July 12,2011

Press Contact:

Julia Lawless, Antonia Ferrier, 202.224.4515

Debunking the Myths of So-Called Tax Expenditures

Some in Washington have claimed that eliminating tax expenditures is the same as getting rid of wasteful spending or closing unwanted loopholes. The reality is somewhat different.  Middle-class families would hardly agree that incentives to save for college and retirement or to buy a home are loopholes.  Here’s a closer look at the myths of tax expenditures: 

MYTH: Tax Expenditures Are Spending

FACT: The federal government cannot spend money that it never touched and never possessed.  Tax expenditures let taxpayers keep more of their own money.  And only by the public consent is the government permitted to take some of it in taxation to pay for certain public goods.

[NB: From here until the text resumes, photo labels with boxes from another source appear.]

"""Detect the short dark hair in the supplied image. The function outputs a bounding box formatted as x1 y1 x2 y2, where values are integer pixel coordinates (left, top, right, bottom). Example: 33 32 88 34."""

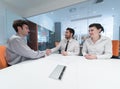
66 28 75 36
89 23 104 32
13 19 28 32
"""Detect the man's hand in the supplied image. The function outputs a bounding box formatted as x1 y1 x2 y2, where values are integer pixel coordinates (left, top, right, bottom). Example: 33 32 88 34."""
46 49 51 55
84 54 97 59
61 51 68 56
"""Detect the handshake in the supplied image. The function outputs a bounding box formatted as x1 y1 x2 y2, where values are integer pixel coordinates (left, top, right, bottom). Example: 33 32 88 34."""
46 49 68 56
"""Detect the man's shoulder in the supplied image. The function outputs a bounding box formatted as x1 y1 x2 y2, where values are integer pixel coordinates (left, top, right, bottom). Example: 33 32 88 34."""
9 35 21 41
72 39 79 43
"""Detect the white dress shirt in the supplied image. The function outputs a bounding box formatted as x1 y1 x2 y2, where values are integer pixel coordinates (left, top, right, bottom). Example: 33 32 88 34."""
51 39 80 55
82 36 112 59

When tax hike proponents say we are giving businesses and individuals all this money in tax expenditures, they are incorrectly assuming that the government has that money to give in the first place, when in fact it does not.  To the contrary, the government never touches the money that a taxpayer keeps due to benefitting from a tax expenditure, whereas with spending, the government actually collects money from taxpayers and then spends it.

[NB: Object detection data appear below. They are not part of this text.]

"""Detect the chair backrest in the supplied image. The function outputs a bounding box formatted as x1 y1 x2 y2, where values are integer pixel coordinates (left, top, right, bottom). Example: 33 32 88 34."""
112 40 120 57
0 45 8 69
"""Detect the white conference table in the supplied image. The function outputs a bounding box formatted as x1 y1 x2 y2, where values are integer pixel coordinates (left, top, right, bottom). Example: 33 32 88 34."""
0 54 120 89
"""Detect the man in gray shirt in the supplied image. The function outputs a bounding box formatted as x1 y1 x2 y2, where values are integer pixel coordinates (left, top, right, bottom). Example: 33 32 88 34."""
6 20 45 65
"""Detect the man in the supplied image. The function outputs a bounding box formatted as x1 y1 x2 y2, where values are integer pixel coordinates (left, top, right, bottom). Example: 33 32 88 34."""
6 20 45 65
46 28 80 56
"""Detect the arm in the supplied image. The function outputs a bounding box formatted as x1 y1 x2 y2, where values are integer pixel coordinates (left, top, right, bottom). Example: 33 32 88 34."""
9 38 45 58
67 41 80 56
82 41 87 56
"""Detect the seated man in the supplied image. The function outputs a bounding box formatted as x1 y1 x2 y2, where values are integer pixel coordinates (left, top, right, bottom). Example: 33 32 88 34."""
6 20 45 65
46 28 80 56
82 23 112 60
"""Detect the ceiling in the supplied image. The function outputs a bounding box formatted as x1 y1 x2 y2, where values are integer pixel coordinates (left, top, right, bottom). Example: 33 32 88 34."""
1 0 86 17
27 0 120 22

Another difference between tax expenditures and spending is that reducing or eliminating a tax expenditure without an offsetting tax cut to reach a revenue neutral level will cause the size of the federal government to grow, while reducing or eliminating spending causes the size of the federal government to shrink.

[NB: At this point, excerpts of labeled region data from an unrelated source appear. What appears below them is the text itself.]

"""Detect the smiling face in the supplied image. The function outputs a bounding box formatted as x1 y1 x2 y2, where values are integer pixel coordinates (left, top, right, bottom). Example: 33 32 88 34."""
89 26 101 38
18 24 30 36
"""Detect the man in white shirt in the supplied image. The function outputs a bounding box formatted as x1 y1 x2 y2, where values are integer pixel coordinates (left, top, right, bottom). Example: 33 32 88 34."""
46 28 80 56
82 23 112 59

MYTH: Tax Expenditures are Loopholes

FACT: This is deliberately inaccurate.  A loophole is something that Congress did not intend and would generally shut down, at least going forward, once it learned of the loophole.  Tax expenditures, by contrast, were generally placed by Congress into the tax code deliberately.  For example, the largest tax expenditure is the exclusion for employer-provided health insurance and benefits.  The second-largest: the home mortgage interest deduction.

Whether you agree with a particular tax expenditure or not, an honest debate requires recognition that tax expenditures were designed by Congress with economic or social goals in mind and are not inadvertent loopholes.